Datalogix’s acquisition Tuesday of shopper marketing and loyalty data company Spire indicates a growing trend around in-store marketing: blending traditional shopper-and-trade-marketing dollars with brand spend.
"[Traditionally], shopper decisions would be made specifically by the teams at P&G and Unilever or Kraft, who own those retailer relationships and have got a certain fixed allocation of shopper dollars,” Datalogix CEO Eric Roza told AdExchanger. “What we’re seeing happening, increasingly, is that bigger brand budgets are being put into answering, ‘How can I reach the right people and make this accountable to sales so it’s safe for me to move money to digital?’”
Spire specializes in shopper marketing, which is in-store marketing designed to drive spontaneous purchases. To power these initiatives, the company has its hands on loyalty card data, data around the point-of-sale purchase, and trade-level data (i.e., information around demand distributors use to determine how much of a product they should send to a store).
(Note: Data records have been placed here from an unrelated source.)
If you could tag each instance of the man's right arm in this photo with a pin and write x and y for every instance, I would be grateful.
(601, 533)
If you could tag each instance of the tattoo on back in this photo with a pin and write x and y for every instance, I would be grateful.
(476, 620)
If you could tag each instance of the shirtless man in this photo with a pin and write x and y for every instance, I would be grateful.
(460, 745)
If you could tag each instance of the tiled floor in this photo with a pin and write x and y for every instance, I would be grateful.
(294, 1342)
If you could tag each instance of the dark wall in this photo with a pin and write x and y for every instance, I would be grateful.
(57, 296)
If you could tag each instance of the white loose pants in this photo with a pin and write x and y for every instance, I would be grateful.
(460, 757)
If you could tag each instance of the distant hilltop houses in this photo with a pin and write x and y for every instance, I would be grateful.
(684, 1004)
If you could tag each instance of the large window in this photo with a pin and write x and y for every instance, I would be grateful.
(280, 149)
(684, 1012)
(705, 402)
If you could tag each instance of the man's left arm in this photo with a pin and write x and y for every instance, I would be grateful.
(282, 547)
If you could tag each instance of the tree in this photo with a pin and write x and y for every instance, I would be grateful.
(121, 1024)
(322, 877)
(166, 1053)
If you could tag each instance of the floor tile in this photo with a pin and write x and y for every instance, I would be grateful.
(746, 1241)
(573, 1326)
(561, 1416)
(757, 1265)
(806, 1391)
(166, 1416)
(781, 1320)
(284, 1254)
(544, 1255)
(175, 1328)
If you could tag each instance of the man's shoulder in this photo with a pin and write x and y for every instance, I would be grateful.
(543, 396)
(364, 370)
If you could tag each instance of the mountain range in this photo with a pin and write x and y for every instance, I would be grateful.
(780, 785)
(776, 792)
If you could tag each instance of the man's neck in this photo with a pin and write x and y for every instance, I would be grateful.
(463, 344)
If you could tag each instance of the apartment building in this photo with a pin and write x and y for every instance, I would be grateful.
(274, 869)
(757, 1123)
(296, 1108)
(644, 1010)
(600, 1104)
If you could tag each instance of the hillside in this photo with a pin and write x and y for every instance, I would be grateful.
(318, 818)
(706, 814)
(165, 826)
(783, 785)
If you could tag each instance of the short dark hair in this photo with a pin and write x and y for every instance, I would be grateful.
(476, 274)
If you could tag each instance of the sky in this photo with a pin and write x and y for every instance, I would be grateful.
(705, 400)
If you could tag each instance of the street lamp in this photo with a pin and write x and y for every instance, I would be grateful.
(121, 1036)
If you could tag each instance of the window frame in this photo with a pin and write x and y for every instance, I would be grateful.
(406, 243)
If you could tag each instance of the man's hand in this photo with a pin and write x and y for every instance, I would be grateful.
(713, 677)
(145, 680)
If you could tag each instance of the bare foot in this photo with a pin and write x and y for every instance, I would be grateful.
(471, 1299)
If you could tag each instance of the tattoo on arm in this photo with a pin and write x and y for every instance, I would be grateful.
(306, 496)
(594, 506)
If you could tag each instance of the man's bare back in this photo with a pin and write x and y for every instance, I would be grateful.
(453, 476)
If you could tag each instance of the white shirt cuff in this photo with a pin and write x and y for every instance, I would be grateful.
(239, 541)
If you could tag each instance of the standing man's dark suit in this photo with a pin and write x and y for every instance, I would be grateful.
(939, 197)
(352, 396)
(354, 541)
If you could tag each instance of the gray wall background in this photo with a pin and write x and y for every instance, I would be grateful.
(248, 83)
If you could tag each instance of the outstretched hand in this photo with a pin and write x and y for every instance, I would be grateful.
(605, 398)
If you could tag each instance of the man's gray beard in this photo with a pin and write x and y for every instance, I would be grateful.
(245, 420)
“These retailers have spent hundreds of millions of dollars reaching their consumers largely through freestanding inserts and newspapers and we know there’s going to be a more efficient way to reach those people [in store, and in the moment] where they spend their time right now,” he explained. “We’re trying to help them and the ad-tech landscape kind of discover each other.”
The ambitious, far-reaching initiative is around tightening the links between online data, first- and third-party data sets and trade-level information. It’s a goal that, among other things, requires a tremendous amount of technical know-how and integration. But Roza is hopeful. Once that happens, he said, “you get into a scenario where everybody wins.”